L'Unité permanente anticorruption (UPAC) a été saisie du dossier de falsification des extras pour des travaux gérés par la firme de génie-conseil BPR à Saint-Gilles-de-Lotbinière.

Le ministère des Affaires municipales a confirmé hier à La Presse avoir alerté l'UPAC à la suite des audiences du conseil de discipline de l'Ordre des ingénieurs tenues en début de semaine. Selon la preuve exposée par le syndic de l'Ordre, le MAMROT ainsi que le ministère des Transports ont été floués de quelque 200 000$ lors de travaux de construction des réseaux d'eau et d'égouts de Saint-Gilles-de-Lotbinière, entre 2004 et 2007.

Le témoignage des trois ingénieurs fautifs démontre que ce stratagème relève d'une «culture» d'entreprise et même, d'une «pratique courante dans l'industrie». C'est dire que BPR aurait pu falsifier des extras pour d'autres projets dans d'autres municipalités.

Du coup, «Le MAMROT prendra les mesures nécessaires auprès de la municipalité concernée», a indiqué la porte-parole du ministère, Caroline St-Pierre.

De son côté, le MTQ analyse aussi la possibilité d'aller en justice pour récupérer les sommes payées en trop.
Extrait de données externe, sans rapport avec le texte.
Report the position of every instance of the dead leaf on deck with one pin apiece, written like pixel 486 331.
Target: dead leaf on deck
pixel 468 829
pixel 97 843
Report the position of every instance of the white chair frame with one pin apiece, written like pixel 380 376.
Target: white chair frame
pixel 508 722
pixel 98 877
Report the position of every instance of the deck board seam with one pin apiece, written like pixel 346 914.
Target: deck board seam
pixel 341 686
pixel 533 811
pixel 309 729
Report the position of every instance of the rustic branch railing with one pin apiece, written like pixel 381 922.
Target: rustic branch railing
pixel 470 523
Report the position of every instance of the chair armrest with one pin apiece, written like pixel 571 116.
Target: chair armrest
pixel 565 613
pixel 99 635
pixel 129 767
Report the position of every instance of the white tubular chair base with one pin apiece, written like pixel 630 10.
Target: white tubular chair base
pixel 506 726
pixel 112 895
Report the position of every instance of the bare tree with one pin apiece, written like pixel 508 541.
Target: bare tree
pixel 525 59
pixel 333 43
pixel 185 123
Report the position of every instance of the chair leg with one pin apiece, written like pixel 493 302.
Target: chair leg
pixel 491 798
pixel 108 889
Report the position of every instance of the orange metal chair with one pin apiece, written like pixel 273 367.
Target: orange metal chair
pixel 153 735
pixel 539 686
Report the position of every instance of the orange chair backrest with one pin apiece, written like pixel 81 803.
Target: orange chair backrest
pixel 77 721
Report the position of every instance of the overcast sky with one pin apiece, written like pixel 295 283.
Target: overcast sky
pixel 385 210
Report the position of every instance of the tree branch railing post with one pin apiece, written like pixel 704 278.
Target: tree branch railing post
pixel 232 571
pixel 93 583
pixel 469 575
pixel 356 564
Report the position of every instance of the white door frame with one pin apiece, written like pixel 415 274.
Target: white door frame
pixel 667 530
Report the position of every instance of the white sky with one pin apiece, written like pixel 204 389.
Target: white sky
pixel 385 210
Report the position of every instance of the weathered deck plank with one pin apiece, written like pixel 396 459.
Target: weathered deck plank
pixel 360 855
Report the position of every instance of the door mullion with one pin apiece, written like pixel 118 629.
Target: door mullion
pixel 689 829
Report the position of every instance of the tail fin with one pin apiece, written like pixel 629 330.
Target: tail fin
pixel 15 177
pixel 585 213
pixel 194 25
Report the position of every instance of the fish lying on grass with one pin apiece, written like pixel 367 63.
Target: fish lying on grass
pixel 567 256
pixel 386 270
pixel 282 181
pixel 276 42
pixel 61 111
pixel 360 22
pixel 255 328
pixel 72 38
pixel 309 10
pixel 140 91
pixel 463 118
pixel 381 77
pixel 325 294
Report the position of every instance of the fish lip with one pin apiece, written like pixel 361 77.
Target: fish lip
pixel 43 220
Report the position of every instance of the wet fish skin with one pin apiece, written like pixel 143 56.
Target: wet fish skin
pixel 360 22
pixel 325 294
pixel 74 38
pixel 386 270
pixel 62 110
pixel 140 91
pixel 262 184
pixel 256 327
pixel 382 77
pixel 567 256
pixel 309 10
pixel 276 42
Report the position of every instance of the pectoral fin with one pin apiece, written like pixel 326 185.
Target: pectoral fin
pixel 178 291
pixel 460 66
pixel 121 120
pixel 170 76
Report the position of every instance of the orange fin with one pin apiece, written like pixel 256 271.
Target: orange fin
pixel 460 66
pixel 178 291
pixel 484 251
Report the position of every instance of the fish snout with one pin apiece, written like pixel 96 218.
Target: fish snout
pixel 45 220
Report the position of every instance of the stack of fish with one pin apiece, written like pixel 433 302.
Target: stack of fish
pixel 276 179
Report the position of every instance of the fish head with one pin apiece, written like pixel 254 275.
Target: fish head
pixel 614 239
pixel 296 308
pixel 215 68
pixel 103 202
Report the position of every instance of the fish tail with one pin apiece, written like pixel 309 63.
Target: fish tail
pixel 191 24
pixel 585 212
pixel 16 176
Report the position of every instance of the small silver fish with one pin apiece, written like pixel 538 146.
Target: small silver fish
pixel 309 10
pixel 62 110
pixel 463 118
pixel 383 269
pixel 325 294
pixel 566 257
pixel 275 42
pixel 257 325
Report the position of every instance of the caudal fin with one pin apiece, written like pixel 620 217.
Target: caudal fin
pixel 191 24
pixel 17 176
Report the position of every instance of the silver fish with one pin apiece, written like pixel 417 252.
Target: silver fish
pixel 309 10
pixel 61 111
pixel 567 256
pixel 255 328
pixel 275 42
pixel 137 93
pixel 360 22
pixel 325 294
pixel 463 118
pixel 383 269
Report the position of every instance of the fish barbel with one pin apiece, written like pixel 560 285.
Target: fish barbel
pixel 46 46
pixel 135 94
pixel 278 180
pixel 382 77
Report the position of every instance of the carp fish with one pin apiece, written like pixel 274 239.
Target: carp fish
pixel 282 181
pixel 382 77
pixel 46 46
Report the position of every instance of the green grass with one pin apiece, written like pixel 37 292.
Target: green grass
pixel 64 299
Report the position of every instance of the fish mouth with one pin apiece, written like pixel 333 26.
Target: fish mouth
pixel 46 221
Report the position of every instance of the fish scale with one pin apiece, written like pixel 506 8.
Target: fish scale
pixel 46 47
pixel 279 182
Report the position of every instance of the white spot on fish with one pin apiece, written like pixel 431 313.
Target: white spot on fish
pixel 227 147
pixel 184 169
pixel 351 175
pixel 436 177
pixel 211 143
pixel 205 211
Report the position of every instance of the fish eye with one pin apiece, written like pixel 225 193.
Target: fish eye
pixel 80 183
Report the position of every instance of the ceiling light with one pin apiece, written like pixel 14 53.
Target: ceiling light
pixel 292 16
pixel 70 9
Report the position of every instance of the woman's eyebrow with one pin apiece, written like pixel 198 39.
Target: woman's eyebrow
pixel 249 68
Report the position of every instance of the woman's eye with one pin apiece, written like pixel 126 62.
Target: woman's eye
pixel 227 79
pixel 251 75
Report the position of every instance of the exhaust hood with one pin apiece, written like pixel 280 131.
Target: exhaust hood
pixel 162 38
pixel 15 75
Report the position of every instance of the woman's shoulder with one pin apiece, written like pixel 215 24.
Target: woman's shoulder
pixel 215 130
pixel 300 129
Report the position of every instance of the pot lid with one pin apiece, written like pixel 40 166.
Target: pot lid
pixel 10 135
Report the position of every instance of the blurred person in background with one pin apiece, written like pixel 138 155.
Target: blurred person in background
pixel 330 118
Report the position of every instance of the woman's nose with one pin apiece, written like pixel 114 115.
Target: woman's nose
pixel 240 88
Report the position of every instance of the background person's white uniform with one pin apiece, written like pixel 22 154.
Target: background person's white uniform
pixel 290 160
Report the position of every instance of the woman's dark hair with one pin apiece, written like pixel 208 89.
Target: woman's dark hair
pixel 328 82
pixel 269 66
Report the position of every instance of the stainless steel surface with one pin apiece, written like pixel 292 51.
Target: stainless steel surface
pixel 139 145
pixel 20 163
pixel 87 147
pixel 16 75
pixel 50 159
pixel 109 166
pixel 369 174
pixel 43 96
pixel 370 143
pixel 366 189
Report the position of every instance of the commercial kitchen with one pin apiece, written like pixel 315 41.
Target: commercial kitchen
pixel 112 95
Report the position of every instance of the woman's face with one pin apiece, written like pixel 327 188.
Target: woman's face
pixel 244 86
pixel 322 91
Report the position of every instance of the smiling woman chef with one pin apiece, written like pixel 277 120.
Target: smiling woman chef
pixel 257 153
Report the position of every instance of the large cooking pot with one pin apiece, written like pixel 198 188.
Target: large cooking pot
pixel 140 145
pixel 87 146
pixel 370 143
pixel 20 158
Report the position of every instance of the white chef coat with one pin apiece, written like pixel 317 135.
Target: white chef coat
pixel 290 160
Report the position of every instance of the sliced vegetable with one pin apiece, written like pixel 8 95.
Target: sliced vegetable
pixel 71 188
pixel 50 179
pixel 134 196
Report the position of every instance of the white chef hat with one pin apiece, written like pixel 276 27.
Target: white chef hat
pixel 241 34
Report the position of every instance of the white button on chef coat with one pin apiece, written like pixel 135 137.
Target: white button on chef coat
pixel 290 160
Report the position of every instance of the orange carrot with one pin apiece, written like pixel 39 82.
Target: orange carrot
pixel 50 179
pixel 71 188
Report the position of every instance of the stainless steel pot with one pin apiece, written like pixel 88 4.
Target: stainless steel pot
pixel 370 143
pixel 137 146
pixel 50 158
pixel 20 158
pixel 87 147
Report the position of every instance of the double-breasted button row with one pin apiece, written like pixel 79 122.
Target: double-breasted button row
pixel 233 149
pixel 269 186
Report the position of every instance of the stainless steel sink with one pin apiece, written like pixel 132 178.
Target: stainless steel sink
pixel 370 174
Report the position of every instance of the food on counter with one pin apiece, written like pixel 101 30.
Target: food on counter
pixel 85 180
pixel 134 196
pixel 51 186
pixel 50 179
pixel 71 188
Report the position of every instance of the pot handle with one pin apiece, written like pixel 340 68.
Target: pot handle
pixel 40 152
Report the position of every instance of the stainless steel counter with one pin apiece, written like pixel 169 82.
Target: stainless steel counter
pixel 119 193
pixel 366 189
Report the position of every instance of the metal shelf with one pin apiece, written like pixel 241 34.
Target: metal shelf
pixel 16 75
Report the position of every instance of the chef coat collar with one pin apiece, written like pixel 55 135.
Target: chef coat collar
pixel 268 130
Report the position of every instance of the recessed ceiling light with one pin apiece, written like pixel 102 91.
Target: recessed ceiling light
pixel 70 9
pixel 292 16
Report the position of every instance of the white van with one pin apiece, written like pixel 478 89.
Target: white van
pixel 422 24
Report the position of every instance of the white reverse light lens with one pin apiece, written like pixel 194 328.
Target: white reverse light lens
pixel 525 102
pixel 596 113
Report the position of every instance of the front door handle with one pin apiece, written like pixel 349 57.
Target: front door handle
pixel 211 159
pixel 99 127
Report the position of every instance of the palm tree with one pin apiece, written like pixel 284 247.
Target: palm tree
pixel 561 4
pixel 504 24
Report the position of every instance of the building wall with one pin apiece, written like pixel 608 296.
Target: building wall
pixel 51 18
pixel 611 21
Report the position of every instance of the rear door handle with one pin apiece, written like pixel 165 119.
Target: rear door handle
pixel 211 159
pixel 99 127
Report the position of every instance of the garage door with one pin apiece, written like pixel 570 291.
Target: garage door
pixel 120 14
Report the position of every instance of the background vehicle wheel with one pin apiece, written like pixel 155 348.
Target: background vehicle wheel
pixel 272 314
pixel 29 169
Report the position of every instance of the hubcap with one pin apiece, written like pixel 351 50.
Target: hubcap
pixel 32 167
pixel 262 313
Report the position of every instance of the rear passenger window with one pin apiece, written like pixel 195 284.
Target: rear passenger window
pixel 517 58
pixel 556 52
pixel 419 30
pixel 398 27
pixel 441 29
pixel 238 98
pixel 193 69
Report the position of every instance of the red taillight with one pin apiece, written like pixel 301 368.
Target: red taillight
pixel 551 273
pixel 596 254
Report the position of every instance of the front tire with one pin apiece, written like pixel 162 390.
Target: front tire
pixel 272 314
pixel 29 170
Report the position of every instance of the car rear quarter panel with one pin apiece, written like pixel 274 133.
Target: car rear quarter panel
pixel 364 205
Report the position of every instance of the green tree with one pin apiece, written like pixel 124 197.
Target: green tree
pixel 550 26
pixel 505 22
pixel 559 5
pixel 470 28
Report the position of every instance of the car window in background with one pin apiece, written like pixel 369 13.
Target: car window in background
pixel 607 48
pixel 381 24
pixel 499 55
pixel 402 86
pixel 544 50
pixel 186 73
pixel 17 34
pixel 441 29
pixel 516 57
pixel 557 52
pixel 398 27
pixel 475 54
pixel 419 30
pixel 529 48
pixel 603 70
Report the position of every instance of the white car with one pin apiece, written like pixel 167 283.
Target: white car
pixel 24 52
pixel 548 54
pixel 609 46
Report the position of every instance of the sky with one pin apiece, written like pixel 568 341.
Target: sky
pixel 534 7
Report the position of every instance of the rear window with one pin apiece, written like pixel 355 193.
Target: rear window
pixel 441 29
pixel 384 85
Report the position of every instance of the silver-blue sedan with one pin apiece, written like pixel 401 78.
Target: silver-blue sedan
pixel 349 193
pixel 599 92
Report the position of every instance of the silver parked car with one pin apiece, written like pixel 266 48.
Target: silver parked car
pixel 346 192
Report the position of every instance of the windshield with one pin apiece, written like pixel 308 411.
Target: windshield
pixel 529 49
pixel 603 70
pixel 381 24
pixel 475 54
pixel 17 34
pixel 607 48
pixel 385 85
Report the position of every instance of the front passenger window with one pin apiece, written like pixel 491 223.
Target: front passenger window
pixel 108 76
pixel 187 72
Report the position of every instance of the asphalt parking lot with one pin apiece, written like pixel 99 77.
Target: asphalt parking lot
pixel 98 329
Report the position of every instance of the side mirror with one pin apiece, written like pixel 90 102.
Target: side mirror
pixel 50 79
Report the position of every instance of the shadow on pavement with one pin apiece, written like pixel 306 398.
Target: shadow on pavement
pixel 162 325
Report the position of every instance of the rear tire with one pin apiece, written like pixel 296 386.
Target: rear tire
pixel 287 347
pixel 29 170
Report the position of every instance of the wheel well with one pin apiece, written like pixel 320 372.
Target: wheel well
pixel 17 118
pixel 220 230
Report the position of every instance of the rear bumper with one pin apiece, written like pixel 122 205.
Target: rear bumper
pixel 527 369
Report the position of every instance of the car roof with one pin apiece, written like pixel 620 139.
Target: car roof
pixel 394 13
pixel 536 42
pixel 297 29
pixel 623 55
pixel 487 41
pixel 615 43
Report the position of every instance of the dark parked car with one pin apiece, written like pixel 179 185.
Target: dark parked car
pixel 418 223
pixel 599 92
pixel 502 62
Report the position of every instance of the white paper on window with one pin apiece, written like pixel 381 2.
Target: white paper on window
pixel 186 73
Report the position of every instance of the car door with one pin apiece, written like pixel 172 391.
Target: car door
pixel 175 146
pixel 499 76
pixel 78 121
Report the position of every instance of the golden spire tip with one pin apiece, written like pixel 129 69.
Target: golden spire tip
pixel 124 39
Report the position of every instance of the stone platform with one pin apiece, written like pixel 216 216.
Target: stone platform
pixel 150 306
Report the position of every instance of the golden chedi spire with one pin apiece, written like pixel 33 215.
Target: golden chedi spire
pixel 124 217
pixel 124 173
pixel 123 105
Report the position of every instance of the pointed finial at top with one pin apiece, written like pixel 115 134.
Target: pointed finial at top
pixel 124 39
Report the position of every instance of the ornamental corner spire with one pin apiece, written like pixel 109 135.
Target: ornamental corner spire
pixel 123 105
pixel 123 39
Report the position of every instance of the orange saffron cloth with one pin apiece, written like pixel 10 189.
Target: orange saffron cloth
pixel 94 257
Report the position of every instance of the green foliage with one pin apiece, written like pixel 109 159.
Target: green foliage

Rien n'indique toutefois qui, de BPR ou de la municipalité de Saint-Gilles, sera visé par ces éventuelles démarches.

Pour l'avocat de BPR (Tetra Tech), Me François Morin, qui représentait les trois ingénieurs coupables, il semble clair que Saint-Gilles a une responsabilité centrale dans le dossier. Dans sa plaidoirie devant le conseil de discipline qui doit décider des sanctions à imposer aux ingénieurs, Me Morin a argué qu'un client, en l'occurrence Saint-Gilles, qui «laisse agir, c'est qu'il approuve» les gestes. Selon cette logique, si la municipalité savait ce qui se passait dans les bureaux de BPR, «ce n'est donc pas de la falsification», mais plutôt des «raccourcis administratifs».

Le maire étonné

Joint à sa sortie de l'hôtel de ville, le maire de Saint-Gilles, Robert Samson, s'est dit étonné par la tournure d'un projet si important pour sa communauté. «Comme élus, on n'a rien à se reprocher. On ne savait pas et on ne pouvait même pas imaginer que ça fonctionnait de même chez BPR», a-t-il affirmé.

M. Samson a expliqué qu'un comité de vigilance avait suivi le projet pas à pas et avait rarement accepté les extras réclamés. «Ils frappaient un mur, a relaté M. Samson. On s'attendait à ce que BPR fasse tout pour aller chercher de l'argent, mais il n'était pas question de voler personne.»

Comme une majorité de municipalités au Québec, Saint-Gilles n'a pas d'ingénieurs à son service qui puissent servir de rempart. La situation révélée par l'enquête du syndic laisse le maire perplexe pour la suite des choses. «Qu'est-ce qu'on va faire quand on va avoir besoin de conseils d'ingénieurs si c'est la même chose dans toute l'industrie?», laisse-t-il tomber.

L'avocat du syndic de l'Ordre des ingénieurs, Me Jacques Prévost, a réclamé du conseil de discipline une radiation d'un an, 2 et 4 ans selon la responsabilité des ingénieurs. Il a également demandé que les coupables assument les frais d'expertise en juricomptabilité (200 000$). La défense a plutôt recommandé des amendes et une suspension de deux semaines pour l'ingénieure chargée du projet.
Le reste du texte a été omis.